【14】観察結果




「おい、桔音」

 夕食後に、ローラが火朽に声をかけた。

「なんですか?」
「――その、だな。お前、藍円寺に会わなかったか?」
「ええ、そういえば今朝、買い物へ行く途中に、それらしき人物に遭遇しましたけど」
「何をしていたんだ?」
「? ですから、買い物に」
「お前じゃない。藍円寺だ」

 ローラの声に、火朽は腕を組んだ。

「歩いていましたよ」
「……そ、そうか。いや、その、最近、重度のリピーターだったくせに、藍円寺は来なくなってな。
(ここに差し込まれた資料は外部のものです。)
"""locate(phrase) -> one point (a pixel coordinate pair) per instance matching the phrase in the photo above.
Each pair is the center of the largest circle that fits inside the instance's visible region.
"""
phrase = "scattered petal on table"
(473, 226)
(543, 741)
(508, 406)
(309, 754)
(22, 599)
ほんのわずかに、ちょっとだけ、微妙に、頭の片隅で気になっていて」
「へぇ」
「ほ、ほら! 働いて喰う時代だから、あいつのように俺に血を供給可能な――つまり、強い霊能力が血に宿っている人間は、貴重だろう?」

 それを聞いて、火朽は半眼になった。

「人間の用いる紙幣を受け取り、スーパーで食材を購入するというのが、『働いて食べる』の意味合いだと思いますが」
「そりゃあ、人間の場合だろう? 俺達は、違う」

 まぁ、それはそうだなと火朽は、適当に頷いた。同時に、ローラの言葉で、藍円寺という青年の横を歩いていた紬の顔を思い出した。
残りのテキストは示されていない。